Whether a specific colour was green or yellow. We eventually looked up the RGB value to settle it, and as it turns out it is the exact shade that’s halfway to yellow and halfway to green.
We were both equally correct in the end.
Colour theory is extremely complicated and you can’t really tell from an RGB value in isolation that it represent a colour “exactly halfway” between green and yellow. Colour is perceptual, not a physical phenomenon, and this has significant meaningful consequences. But I’m glad you found a narrative that saved your marriage.

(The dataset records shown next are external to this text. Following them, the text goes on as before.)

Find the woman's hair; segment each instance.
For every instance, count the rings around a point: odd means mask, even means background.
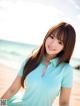
[[[72,56],[74,46],[75,46],[75,40],[76,40],[76,32],[72,25],[61,22],[56,26],[53,26],[49,31],[47,32],[42,45],[38,48],[36,52],[34,52],[26,62],[24,69],[23,69],[23,76],[21,79],[21,85],[24,87],[24,80],[25,77],[33,71],[41,62],[43,56],[46,55],[46,49],[45,49],[45,41],[46,39],[51,35],[57,33],[57,39],[61,40],[63,37],[63,44],[64,48],[63,50],[57,54],[59,57],[58,64],[61,62],[69,63],[70,58]]]

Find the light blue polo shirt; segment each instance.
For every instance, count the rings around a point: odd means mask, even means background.
[[[18,76],[22,76],[25,62],[23,62]],[[25,92],[21,100],[11,100],[8,106],[52,106],[55,98],[60,94],[61,87],[71,88],[73,80],[73,68],[68,63],[61,63],[58,66],[57,63],[58,58],[52,59],[46,73],[41,76],[42,70],[45,68],[42,61],[27,75],[24,82]]]

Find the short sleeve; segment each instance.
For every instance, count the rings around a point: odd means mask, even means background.
[[[71,88],[73,85],[73,68],[68,64],[63,71],[64,75],[61,86],[64,88]]]
[[[24,66],[25,66],[25,64],[26,64],[26,62],[28,61],[28,59],[25,59],[23,62],[22,62],[22,64],[21,64],[21,66],[20,66],[20,68],[19,68],[19,71],[18,71],[18,76],[22,76],[23,75],[23,69],[24,69]]]

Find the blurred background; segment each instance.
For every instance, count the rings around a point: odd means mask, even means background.
[[[72,102],[75,100],[76,106],[80,106],[79,0],[0,0],[0,74],[5,72],[5,65],[18,70],[23,60],[42,44],[49,28],[61,21],[72,24],[77,34],[70,64],[74,67],[77,87],[73,88]]]

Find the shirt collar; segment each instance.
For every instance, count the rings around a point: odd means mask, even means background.
[[[51,59],[51,60],[50,60],[50,63],[51,63],[54,67],[56,67],[57,64],[58,64],[58,57],[55,57],[55,58]]]
[[[45,57],[43,57],[42,63],[43,63],[44,59],[45,59]],[[58,64],[58,57],[55,57],[55,58],[51,59],[50,64],[52,64],[52,66],[56,67],[57,64]]]

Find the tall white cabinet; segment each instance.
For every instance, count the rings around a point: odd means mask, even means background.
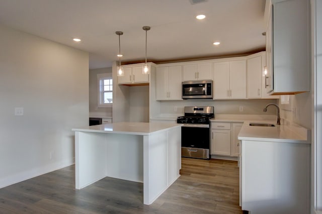
[[[156,68],[156,100],[182,100],[182,66]]]
[[[267,2],[266,89],[270,94],[310,90],[310,1]]]
[[[262,56],[247,60],[247,97],[260,98],[262,96]]]

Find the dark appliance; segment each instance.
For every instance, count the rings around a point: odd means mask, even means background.
[[[181,127],[181,156],[210,158],[210,119],[214,118],[213,106],[185,106],[185,116],[178,117]]]
[[[101,125],[102,124],[102,118],[98,117],[90,117],[90,126],[94,126],[95,125]]]
[[[212,98],[212,80],[182,82],[182,99]]]

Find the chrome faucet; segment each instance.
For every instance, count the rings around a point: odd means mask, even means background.
[[[270,103],[269,104],[267,104],[267,105],[263,109],[263,111],[264,112],[266,112],[267,111],[267,107],[269,106],[275,106],[276,107],[277,109],[277,125],[281,125],[281,117],[280,117],[280,108],[276,104],[274,104],[274,103]]]

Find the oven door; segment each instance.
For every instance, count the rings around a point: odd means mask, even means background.
[[[210,130],[209,125],[184,124],[181,127],[183,157],[209,159]]]

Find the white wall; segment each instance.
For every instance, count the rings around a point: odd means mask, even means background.
[[[0,47],[1,187],[73,163],[71,129],[88,124],[89,56],[2,25]]]
[[[184,107],[189,106],[214,106],[215,115],[227,114],[265,114],[276,115],[276,109],[268,108],[267,112],[263,109],[269,103],[276,103],[276,99],[213,100],[212,99],[188,99],[177,101],[157,101],[160,102],[160,114],[183,114]],[[177,111],[175,111],[176,106]],[[243,111],[239,111],[239,107]],[[157,115],[154,115],[154,116]]]
[[[98,108],[97,74],[109,73],[112,75],[112,68],[90,70],[90,112],[102,113],[104,116],[112,116],[112,108]]]
[[[311,126],[311,92],[290,95],[290,103],[286,109],[279,103],[281,118],[310,129]]]
[[[130,122],[149,122],[149,86],[129,88]]]

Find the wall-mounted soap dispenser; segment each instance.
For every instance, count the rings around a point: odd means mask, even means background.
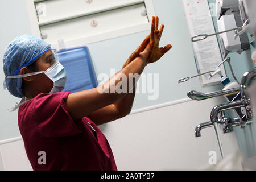
[[[236,82],[230,82],[228,77],[224,78],[221,80],[221,83],[224,86],[222,90],[226,90],[228,89],[233,89],[236,88],[239,88],[239,84]],[[226,100],[228,102],[233,102],[236,101],[240,101],[242,99],[242,95],[240,92],[237,92],[232,93],[227,95],[224,96]],[[246,110],[245,108],[241,107],[239,108],[236,108],[234,109],[235,113],[240,118],[240,119],[245,121],[246,117]]]

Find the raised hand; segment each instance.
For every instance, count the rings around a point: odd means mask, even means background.
[[[128,65],[130,63],[134,60],[137,57],[138,57],[139,53],[143,51],[145,49],[147,45],[148,44],[150,40],[150,35],[146,38],[146,39],[143,40],[142,43],[139,46],[136,50],[133,52],[131,55],[129,56],[127,61],[123,65],[123,68],[125,68],[127,65]]]
[[[158,61],[172,48],[171,44],[168,44],[164,46],[164,47],[159,47],[160,39],[161,39],[164,28],[164,25],[162,24],[160,27],[160,30],[159,30],[158,22],[159,18],[158,16],[156,16],[156,18],[153,16],[152,18],[151,24],[152,24],[152,26],[151,26],[151,34],[149,44],[154,45],[154,47],[148,63],[152,63]],[[153,28],[153,30],[152,30],[152,28]],[[152,34],[152,31],[153,31],[153,34]]]

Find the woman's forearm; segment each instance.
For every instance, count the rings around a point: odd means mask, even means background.
[[[147,61],[147,60],[144,57],[137,57],[104,84],[99,86],[98,90],[102,92],[111,93],[110,97],[117,101],[134,87],[138,81],[138,77],[144,70]],[[122,85],[121,90],[118,90],[120,88],[117,85]]]

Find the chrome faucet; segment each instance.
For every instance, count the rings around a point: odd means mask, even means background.
[[[243,74],[240,84],[240,89],[243,99],[248,98],[247,89],[251,84],[253,80],[256,78],[256,68],[250,72],[246,72]]]
[[[221,90],[212,93],[205,94],[202,92],[197,91],[191,91],[188,93],[188,97],[193,100],[200,101],[205,99],[212,98],[213,97],[226,95],[236,92],[240,92],[242,94],[242,99],[239,101],[235,101],[220,104],[212,110],[210,112],[210,122],[205,122],[199,125],[195,129],[195,134],[196,137],[201,136],[201,130],[204,128],[214,126],[215,132],[216,133],[218,143],[220,147],[221,156],[223,158],[223,151],[222,144],[220,140],[220,136],[217,129],[217,125],[221,125],[222,127],[223,133],[226,133],[233,131],[233,127],[238,126],[245,126],[251,123],[250,119],[252,118],[252,113],[250,105],[250,98],[247,93],[247,90],[250,86],[253,80],[256,78],[256,69],[254,69],[252,71],[246,72],[243,74],[243,76],[241,80],[240,86],[234,89],[228,89],[226,90]],[[245,121],[239,118],[230,118],[225,116],[223,111],[244,107],[246,109],[246,117]],[[218,119],[219,114],[221,114],[220,119]]]
[[[240,88],[239,87],[225,90],[220,90],[216,92],[210,93],[206,94],[201,92],[192,90],[188,92],[187,96],[192,100],[196,101],[201,101],[205,99],[212,98],[214,97],[226,95],[228,94],[238,92],[240,92]]]
[[[242,124],[242,122],[239,118],[224,118],[221,119],[218,119],[217,122],[218,125],[222,125],[225,124],[225,126],[223,127],[223,133],[226,133],[230,131],[230,127],[234,127],[240,126]],[[211,121],[203,123],[197,125],[195,129],[195,135],[196,137],[201,136],[201,130],[209,127],[214,126]]]
[[[218,122],[218,113],[221,111],[237,107],[245,107],[248,106],[248,102],[243,100],[220,104],[214,107],[212,110],[210,116],[210,122],[212,122],[212,123]]]

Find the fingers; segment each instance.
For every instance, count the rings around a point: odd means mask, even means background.
[[[171,44],[168,44],[166,46],[164,46],[164,48],[163,48],[162,49],[160,49],[161,51],[161,53],[163,54],[163,55],[164,54],[165,54],[166,52],[167,52],[170,49],[171,49],[171,48],[172,48],[172,45]]]
[[[141,46],[139,46],[139,50],[141,51],[143,51],[145,48],[146,46],[147,46],[147,45],[148,44],[150,40],[150,35],[148,35],[148,36],[147,36],[146,38],[146,39],[143,40],[143,42],[142,42],[142,43],[141,44]]]
[[[151,31],[150,32],[150,41],[149,44],[151,50],[153,49],[154,46],[155,44],[154,28],[155,28],[155,17],[153,16],[152,18]]]
[[[162,24],[161,25],[161,27],[160,27],[160,32],[159,32],[160,36],[161,36],[162,34],[163,34],[164,27],[164,25]]]
[[[159,18],[158,16],[155,16],[155,31],[157,31],[158,30],[158,22],[159,22]]]

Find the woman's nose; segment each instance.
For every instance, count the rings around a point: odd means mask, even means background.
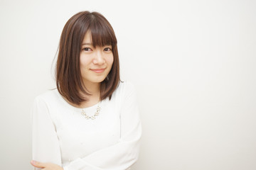
[[[105,63],[104,55],[100,50],[95,52],[95,55],[92,61],[95,64],[102,64]]]

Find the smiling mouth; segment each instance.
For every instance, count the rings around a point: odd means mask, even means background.
[[[102,73],[105,70],[105,69],[91,69],[91,70],[95,73]]]

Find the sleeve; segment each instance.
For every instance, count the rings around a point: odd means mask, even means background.
[[[142,126],[135,90],[132,84],[128,85],[121,108],[119,142],[85,157],[75,159],[64,166],[64,170],[125,170],[136,162]]]
[[[34,101],[31,119],[33,159],[61,166],[60,150],[55,125],[47,105],[38,97]]]

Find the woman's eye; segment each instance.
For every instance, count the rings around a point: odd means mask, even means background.
[[[105,48],[104,49],[104,51],[112,51],[112,49],[110,48],[110,47],[105,47]]]
[[[92,51],[92,50],[90,47],[85,47],[83,48],[84,51]]]

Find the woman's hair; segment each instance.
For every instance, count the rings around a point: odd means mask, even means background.
[[[110,23],[97,12],[75,14],[68,21],[60,36],[55,78],[59,93],[77,105],[87,100],[82,94],[90,95],[82,82],[80,64],[82,43],[87,31],[91,33],[94,47],[111,45],[114,56],[112,69],[100,83],[100,100],[107,97],[110,100],[120,80],[117,41]]]

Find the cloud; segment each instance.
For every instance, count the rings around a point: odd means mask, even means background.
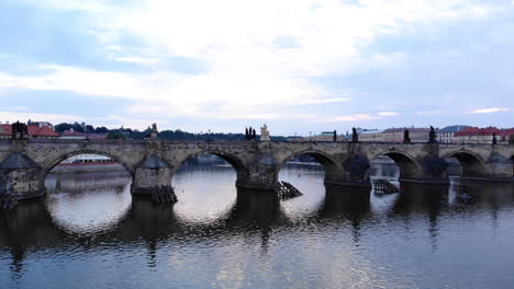
[[[500,112],[510,112],[510,108],[505,107],[491,107],[491,108],[480,108],[470,111],[467,114],[491,114],[491,113],[500,113]]]
[[[116,114],[133,114],[138,119],[134,125],[148,123],[142,115],[299,123],[368,122],[400,115],[368,114],[368,104],[358,104],[347,89],[351,83],[333,88],[322,78],[369,70],[395,76],[415,55],[367,51],[380,37],[480,19],[493,11],[474,0],[23,2],[58,13],[87,14],[83,30],[98,38],[107,60],[145,68],[134,73],[42,62],[34,65],[44,71],[37,76],[0,72],[0,90],[69,91],[120,99],[120,103],[127,100]],[[177,65],[167,62],[170,58],[194,61],[202,70],[178,72]],[[342,102],[351,102],[347,115],[336,115]],[[320,111],[325,107],[334,111]],[[295,109],[305,113],[291,113]]]
[[[0,112],[0,119],[2,122],[26,122],[29,119],[32,120],[45,120],[51,122],[53,124],[59,123],[70,123],[70,122],[79,122],[86,120],[86,117],[76,116],[76,115],[66,115],[66,114],[37,114],[37,113],[21,113],[21,112]]]
[[[417,115],[437,115],[442,113],[443,112],[440,109],[416,112]]]
[[[310,123],[350,123],[350,122],[366,122],[379,118],[369,114],[355,114],[355,115],[338,115],[338,116],[317,116],[310,119]]]
[[[378,115],[380,116],[395,116],[395,115],[399,115],[400,113],[396,113],[396,112],[381,112],[381,113],[378,113]]]

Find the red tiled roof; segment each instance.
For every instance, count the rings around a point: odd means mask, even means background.
[[[86,136],[86,135],[87,135],[86,132],[79,132],[77,130],[68,129],[68,130],[65,130],[65,132],[63,132],[62,136]]]
[[[88,139],[107,139],[108,134],[88,134]]]
[[[455,136],[456,137],[492,136],[492,134],[496,134],[496,136],[501,136],[501,137],[506,137],[510,135],[514,135],[514,128],[499,129],[496,127],[487,127],[487,128],[468,127],[460,131],[455,132]]]
[[[425,127],[399,127],[399,128],[388,128],[383,132],[384,134],[387,134],[387,132],[403,132],[403,131],[405,131],[405,129],[409,129],[409,132],[429,132],[431,131],[429,128],[425,128]],[[437,131],[437,128],[435,128],[434,130]]]
[[[55,130],[53,130],[48,126],[40,127],[40,126],[27,126],[29,136],[33,137],[58,137]],[[11,125],[0,125],[0,135],[2,136],[11,136],[12,135],[12,126]]]
[[[29,126],[29,136],[37,136],[37,137],[58,137],[59,134],[57,134],[54,129],[52,129],[48,126]]]

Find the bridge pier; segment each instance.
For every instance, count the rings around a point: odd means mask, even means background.
[[[15,152],[0,163],[0,194],[20,199],[37,198],[46,194],[41,165],[26,154]]]
[[[131,193],[152,196],[158,188],[171,189],[172,172],[171,164],[153,153],[134,166]]]
[[[267,153],[255,155],[247,165],[246,174],[238,176],[236,186],[253,190],[273,190],[278,183],[278,164]]]

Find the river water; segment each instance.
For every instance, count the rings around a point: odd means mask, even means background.
[[[45,199],[0,212],[0,288],[514,288],[512,184],[377,195],[323,175],[287,165],[304,195],[281,201],[191,162],[172,206],[123,172],[49,175]]]

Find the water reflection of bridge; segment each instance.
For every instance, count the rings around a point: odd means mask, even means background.
[[[298,221],[283,212],[276,195],[239,189],[232,209],[210,223],[183,221],[172,206],[134,197],[118,226],[92,235],[77,235],[63,230],[44,201],[30,200],[0,215],[0,247],[11,253],[12,266],[19,268],[25,254],[65,248],[70,244],[87,250],[131,244],[143,239],[152,255],[158,250],[158,240],[210,242],[234,235],[253,235],[260,236],[262,250],[266,250],[273,232],[288,230],[294,234],[297,229],[303,228],[305,220],[317,231],[340,230],[342,224],[348,223],[354,242],[358,244],[362,230],[372,230],[369,229],[371,224],[382,222],[384,227],[394,227],[400,223],[409,230],[411,223],[414,226],[416,221],[427,220],[429,235],[437,248],[440,215],[445,219],[462,219],[478,212],[498,216],[501,210],[514,207],[514,188],[509,184],[477,187],[470,192],[473,199],[466,206],[448,199],[447,190],[434,192],[431,187],[409,185],[402,194],[391,196],[394,200],[384,211],[372,208],[369,195],[355,193],[362,192],[327,190],[320,206]]]
[[[97,153],[120,162],[132,177],[133,194],[150,194],[171,186],[171,176],[189,159],[215,154],[236,171],[242,188],[273,189],[280,169],[308,154],[325,171],[328,186],[369,186],[369,165],[387,155],[404,182],[448,184],[447,159],[457,160],[468,177],[513,178],[513,146],[447,143],[275,142],[275,141],[164,141],[152,140],[0,140],[0,185],[19,198],[45,194],[44,180],[63,160]]]

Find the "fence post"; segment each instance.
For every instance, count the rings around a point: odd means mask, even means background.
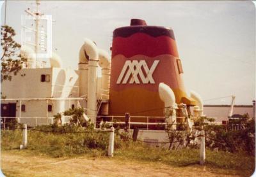
[[[5,130],[5,120],[6,120],[6,117],[4,117],[4,130]]]
[[[109,142],[108,144],[108,155],[109,157],[113,157],[114,152],[114,139],[115,139],[115,128],[111,128],[111,132],[109,134]]]
[[[27,140],[28,140],[27,124],[23,124],[22,145],[20,146],[20,149],[25,149],[27,148],[27,145],[28,145]]]
[[[204,131],[200,131],[200,164],[204,165],[205,162],[205,136],[204,136]]]

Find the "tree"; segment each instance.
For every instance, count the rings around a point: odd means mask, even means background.
[[[11,80],[12,75],[16,75],[22,69],[22,64],[26,59],[20,55],[20,45],[13,38],[16,35],[14,29],[8,25],[1,26],[1,45],[3,51],[1,57],[1,82]]]

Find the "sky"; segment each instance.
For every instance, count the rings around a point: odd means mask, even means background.
[[[15,30],[17,42],[21,16],[35,6],[35,1],[8,0],[6,24]],[[77,68],[85,38],[111,54],[114,29],[141,18],[173,30],[188,92],[200,94],[205,104],[230,104],[231,97],[216,98],[231,95],[236,104],[255,100],[255,7],[251,1],[42,1],[40,10],[54,20],[52,51],[64,67]],[[3,6],[1,24],[4,14]]]

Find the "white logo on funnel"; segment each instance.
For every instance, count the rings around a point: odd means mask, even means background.
[[[148,67],[147,65],[145,60],[127,60],[123,67],[123,69],[122,69],[121,73],[119,75],[116,83],[121,83],[124,76],[124,78],[122,83],[127,83],[131,75],[132,76],[132,77],[129,83],[140,83],[140,80],[138,78],[138,74],[140,75],[140,77],[143,83],[155,83],[155,81],[153,79],[152,74],[159,62],[159,60],[155,60],[152,66],[151,66],[151,68],[148,69]],[[126,74],[124,76],[124,74],[125,73],[127,67],[128,71]],[[144,76],[141,67],[144,68],[144,71],[147,74],[146,77],[145,77]]]

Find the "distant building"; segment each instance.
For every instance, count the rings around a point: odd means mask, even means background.
[[[254,102],[255,105],[255,102]],[[254,106],[255,108],[255,106]],[[216,122],[221,122],[222,120],[227,120],[230,105],[209,105],[204,106],[204,112],[208,117],[216,118]],[[254,113],[253,113],[254,111]],[[253,105],[234,105],[233,115],[239,114],[243,115],[248,113],[250,117],[255,117],[255,109]]]

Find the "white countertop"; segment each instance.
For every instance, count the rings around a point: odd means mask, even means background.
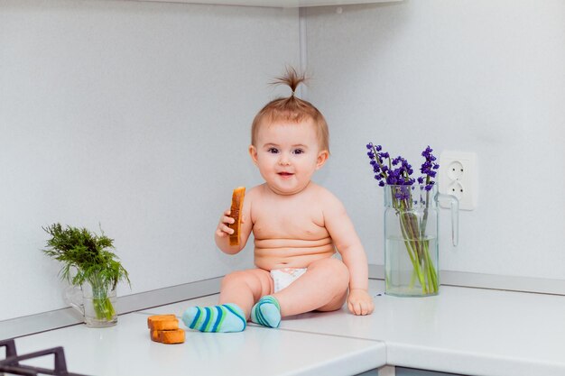
[[[383,282],[371,280],[374,295]],[[442,286],[437,297],[375,296],[371,316],[347,308],[287,317],[279,329],[188,330],[181,344],[149,339],[151,314],[181,316],[203,297],[17,338],[18,353],[64,346],[69,371],[91,375],[351,375],[384,364],[468,375],[565,375],[565,297]],[[51,359],[33,364],[51,367]],[[269,371],[266,371],[265,367]],[[187,373],[188,372],[188,373]]]

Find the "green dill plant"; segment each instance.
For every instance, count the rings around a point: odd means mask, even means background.
[[[111,319],[116,315],[107,292],[114,290],[120,280],[131,286],[127,271],[114,253],[114,239],[104,234],[60,224],[43,230],[51,235],[42,251],[63,265],[59,272],[61,280],[72,286],[89,283],[94,293],[94,310],[98,319]]]

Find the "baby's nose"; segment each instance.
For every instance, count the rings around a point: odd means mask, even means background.
[[[289,160],[288,156],[285,155],[281,155],[281,158],[279,159],[279,164],[282,166],[288,166],[291,164],[291,161]]]

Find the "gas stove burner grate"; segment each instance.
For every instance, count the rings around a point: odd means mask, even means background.
[[[0,348],[5,348],[5,359],[0,360],[0,376],[6,372],[8,375],[55,375],[55,376],[86,376],[80,373],[71,373],[67,371],[67,362],[65,362],[65,351],[62,347],[53,347],[41,350],[34,353],[18,355],[15,350],[14,339],[0,341]],[[54,367],[52,370],[42,367],[21,364],[21,361],[39,358],[45,355],[53,354]]]

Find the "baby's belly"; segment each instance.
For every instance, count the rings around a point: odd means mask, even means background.
[[[255,263],[265,271],[308,268],[312,261],[331,257],[336,252],[329,237],[318,240],[255,239]]]

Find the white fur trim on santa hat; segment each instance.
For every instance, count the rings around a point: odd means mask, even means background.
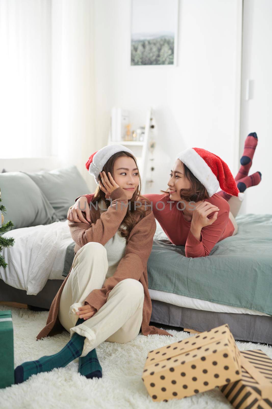
[[[103,166],[106,162],[115,153],[122,152],[123,151],[131,153],[133,156],[134,155],[132,151],[123,145],[114,144],[112,145],[107,145],[106,146],[102,148],[99,151],[97,151],[96,153],[93,155],[93,162],[90,164],[89,166],[89,173],[94,177],[97,184],[98,184],[99,173],[102,171]]]
[[[197,179],[207,189],[210,198],[219,187],[218,180],[208,165],[192,148],[188,148],[180,152],[177,157],[189,168]]]

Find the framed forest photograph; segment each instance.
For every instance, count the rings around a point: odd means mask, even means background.
[[[130,65],[176,65],[179,0],[131,0]]]

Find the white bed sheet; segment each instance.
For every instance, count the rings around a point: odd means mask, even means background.
[[[154,238],[168,239],[157,221]],[[62,275],[67,246],[73,241],[64,219],[46,225],[40,225],[11,230],[3,236],[15,239],[13,247],[4,248],[3,255],[8,266],[0,269],[5,283],[29,295],[36,295],[47,280],[64,280]],[[247,308],[212,303],[178,294],[149,289],[151,299],[180,307],[218,312],[257,315],[268,314]]]

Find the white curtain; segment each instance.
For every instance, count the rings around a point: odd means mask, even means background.
[[[0,157],[50,154],[51,2],[0,0]]]
[[[56,155],[89,182],[93,14],[92,0],[0,0],[0,158]]]

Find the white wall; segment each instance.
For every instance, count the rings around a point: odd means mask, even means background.
[[[250,132],[258,135],[258,145],[249,174],[259,171],[262,180],[246,191],[241,211],[272,213],[272,1],[245,0],[241,98],[240,154]],[[246,100],[247,80],[253,81],[251,99]]]
[[[145,67],[129,65],[130,1],[95,0],[96,134],[106,144],[113,105],[154,108],[156,182],[145,193],[167,187],[176,154],[189,147],[238,171],[241,4],[181,0],[177,66]]]

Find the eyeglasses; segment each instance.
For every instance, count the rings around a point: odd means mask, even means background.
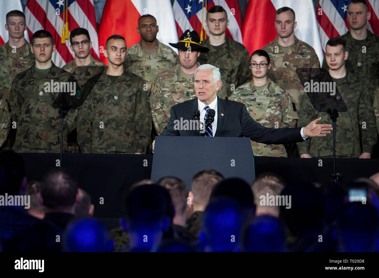
[[[84,40],[81,42],[74,42],[71,43],[71,45],[73,47],[78,47],[79,43],[81,43],[81,45],[83,47],[86,47],[88,45],[88,43],[91,41],[89,40]]]
[[[267,63],[260,63],[259,64],[257,64],[256,63],[252,63],[250,64],[250,65],[252,68],[256,68],[258,65],[259,65],[260,67],[261,68],[265,68],[266,66],[268,64]]]

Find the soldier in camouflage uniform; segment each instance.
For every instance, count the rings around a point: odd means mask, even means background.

Did you date my former coworker? I used to use a chartreuse coathanger because it was the only one of that color, which made it easy for me to spot. One day, as I was putting my coat away, this coworker started talking as if we were already mid-way through an argument. “It’s so green. I don’t know why you said it’s yellow.” Huh? I had no idea what he was talking about at first. I asked if he meant my coathanger, and I responded that I didn’t know what color it was. (I didn’t know what “chartreuse” meant yet.) He ranted on, claiming we fought about it once before, even though this was the first time he’d even talked about my coathanger. It was bizarre.
I think that guy had something psychologically troubling going on. I’d also seen him: ask a question, make up an answer for that question, then immediately proceed to believe the answer he made up with 100% certainty. The question? “How do those Magic Eraser cleaning sponges work?” His answer? “They use paint.” I asked how it could possibly match the color of every surface it’s used on, but he insisted his answer must be right. Truly magical thinking.
I also saw him watch an ad for a random product, then promptly declare that he needed that product. I had always thought of ads as something to tune out, but he legit followed them as if they were friends giving advice. I had never seen anything like that.
So this was part of a much bigger discussion and turned out in reality to be mostly due to some unaddressed mental health issues. But on the tail end of an argument, y’know when you’re starting to talk nice again and resolve things, I said something like it’s okay, sometimes you’re just a sad pancake. She burst into tears because she wanted to be a waffle. Hormones and mental health are wild, y’all.
An ex wanted to break up because she was still in love with her ex. Her ex is in prison for decades after going on a rampage against homeless people and critically wounding at least a few. Live happybadger reaction:
My ex-girlfriend worked at a restaurant and they had an annual staff party which was just a house party at the manager’s house. When we opened the door and started taking our shoes off one of the new server girls was shouting at the manager “Don’t call me Lonestar!” and he was like “Yeah whatever Lonestar” and she screamed at the top of her lungs “DON’T CALL ME FUCKING LONESTAR!!!” and shoved him hard, he fell backwards and landed on his ass and she screamed a battle cry and started punching holes in the drywall, busting up her knuckles and bleeding everywhere. We put our shoes back on and just left. She got fired
Whether apple stems are perpendicular or parallel to the surface of the fruit.
We disagreed for years about the color of our couch. I called it brown. He called it blue. It was a weird grayish brown colored couch, but because it was labeled “slate” when he bought it, he insisted it was blue. We then added a teal blue couch to our house which just solidified my “this is the brown couch” position. We do not, to this day, agree. Eventually we got rid of the couch.
Poor couch 😥
One can also have endless arguments about the color turquoise. Is it rather green, or rather blue? Same as teal I guess.
I had very constructive arguments about this with my grandma :
- Can you fetch one the green tiles ?
- What green tile ? You only have blue ones.
- Goes to fetch it herself. See ? A tile, and it’s green.
- But it’s clearly blue…
- I don’t know what you mean, can’t you see that it’s green ?
- I can see very clearly that it’s blue.
- No this is green, this is blue, and the tile is closest to green.
- It isn’t though, it’s definitely closest to blue.
- A while later
- This is pointless… Let’s just call it turquoise.
- Turquoise it is.
- The next time
- Your new oven mittens are quite nice, the blue goes well in your kitchen.